Re: mod_python.publisher : proposal for a few implementation changes

Posted by Graham Dumpleton <gr...@dscpl.com.au>.
On 30/04/2005, at 9:40 PM, Nicolas Lehuen wrote:

> Graham, the encoding used by PyArg_ParseTuple is indeed UTF-8, whereas
> str(unicode_string) uses the default encoding of the platform Python
> is running on, which is unpredictable (for example, for years now
> under win32 it has been ASCII even though there are ways to get the
> default encoding specific to the current setup ; I suspect the
> situation is not better on other platforms).
>
> Thus, if we removed the check for UnicodeType and simply did result =
> str(object) for unicode string, we would have runtime exceptions,
> because if the string contains accents, under win32, the default
> encoder (ascii) will complain that it does not know how to encode
> them.
>
> I'd rather have the developer choose explicitely the encoding he
> wishes to use, with a default to UTF8, through the content-type
> header.

Hmmm, getting confusing. :-(

The code says:

     if (encoding == NULL)
         encoding = PyUnicode_GetDefaultEncoding();

     /* Shortcuts for common default encodings */
     if (errors == NULL) {
         if (strcmp(encoding, "utf-8") == 0)
             return PyUnicode_AsUTF8String(unicode);
         else if (strcmp(encoding, "latin-1") == 0)
             return PyUnicode_AsLatin1String(unicode);
#if defined(MS_WINDOWS) && defined(HAVE_USABLE_WCHAR_T)
         else if (strcmp(encoding, "mbcs") == 0)
             return PyUnicode_AsMBCSString(unicode);
#endif
         else if (strcmp(encoding, "ascii") == 0)
             return PyUnicode_AsASCIIString(unicode);
     }

     /* Encode via the codec registry */
     v = PyCodec_Encode(unicode, encoding, errors);

Thus default doesn't seem to be UTF-8 but is what ever the default
encoding is as would be used by str().

Maybe mod_python should have an Apache configuration file option which
allows you to set the default encoding. Internally it could call:

   PyUnicode_SetDefaultEncoding()

The option would only be able to be set outside of any <Directory> or
other directives. Ie., same level as PythonImport. If the option is
not set, mod_python could forcibly set it to something which makes
more sense in a web environment and would cause less problems. For
example, could set it to "UTF-8" if that works better.

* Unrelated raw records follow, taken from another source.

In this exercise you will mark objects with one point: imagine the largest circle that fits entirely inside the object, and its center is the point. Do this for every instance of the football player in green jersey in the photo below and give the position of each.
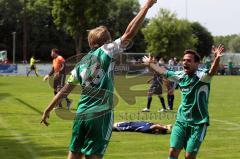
(93, 123)
(192, 117)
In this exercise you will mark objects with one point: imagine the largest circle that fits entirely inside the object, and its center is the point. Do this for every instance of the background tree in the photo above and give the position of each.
(234, 45)
(43, 35)
(121, 13)
(10, 21)
(224, 40)
(75, 17)
(204, 39)
(168, 36)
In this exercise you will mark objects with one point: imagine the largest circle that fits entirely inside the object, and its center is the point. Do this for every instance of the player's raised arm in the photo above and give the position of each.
(218, 53)
(147, 60)
(61, 94)
(135, 24)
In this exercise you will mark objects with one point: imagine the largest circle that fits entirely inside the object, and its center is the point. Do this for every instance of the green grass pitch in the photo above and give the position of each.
(23, 99)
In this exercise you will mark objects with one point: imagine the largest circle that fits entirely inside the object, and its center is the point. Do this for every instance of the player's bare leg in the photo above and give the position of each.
(93, 157)
(190, 155)
(74, 155)
(174, 153)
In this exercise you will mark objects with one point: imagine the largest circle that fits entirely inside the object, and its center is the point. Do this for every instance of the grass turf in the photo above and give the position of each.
(23, 99)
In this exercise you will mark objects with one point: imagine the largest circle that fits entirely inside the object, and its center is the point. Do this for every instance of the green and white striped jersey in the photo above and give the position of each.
(194, 95)
(95, 74)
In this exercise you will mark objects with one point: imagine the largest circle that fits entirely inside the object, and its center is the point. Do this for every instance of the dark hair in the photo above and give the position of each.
(55, 51)
(194, 53)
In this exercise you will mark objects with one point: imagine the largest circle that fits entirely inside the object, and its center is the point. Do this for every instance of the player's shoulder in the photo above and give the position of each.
(60, 58)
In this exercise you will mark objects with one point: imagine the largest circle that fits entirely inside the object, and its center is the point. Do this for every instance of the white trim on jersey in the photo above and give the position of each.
(204, 77)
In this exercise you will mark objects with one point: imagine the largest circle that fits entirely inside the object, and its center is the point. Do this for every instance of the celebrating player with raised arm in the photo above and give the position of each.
(92, 126)
(192, 117)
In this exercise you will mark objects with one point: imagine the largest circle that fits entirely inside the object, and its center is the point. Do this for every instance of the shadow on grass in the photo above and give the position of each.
(24, 149)
(29, 106)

Only thing I am not sure about is at what version of Python this
function was introduced. Am a bit confused that my Python 2.3 on
Mac OS X doesn't have sys.setdefaultencoding() yet in the Python 2.3.4
source code I have, it is present. I presume that the underlying C
function would still be there though.

Graham


Re: mod_python.publisher : proposal for a few implementation changes

Posted by Nicolas Lehuen <ni...@gmail.com>.
Graham, the encoding used by PyArg_ParseTuple is indeed UTF-8, whereas
str(unicode_string) uses the default encoding of the platform Python
is running on, which is unpredictable (for example, for years now
under win32 it has been ASCII even though there are ways to get the
default encoding specific to the current setup ; I suspect the
situation is not better on other platforms).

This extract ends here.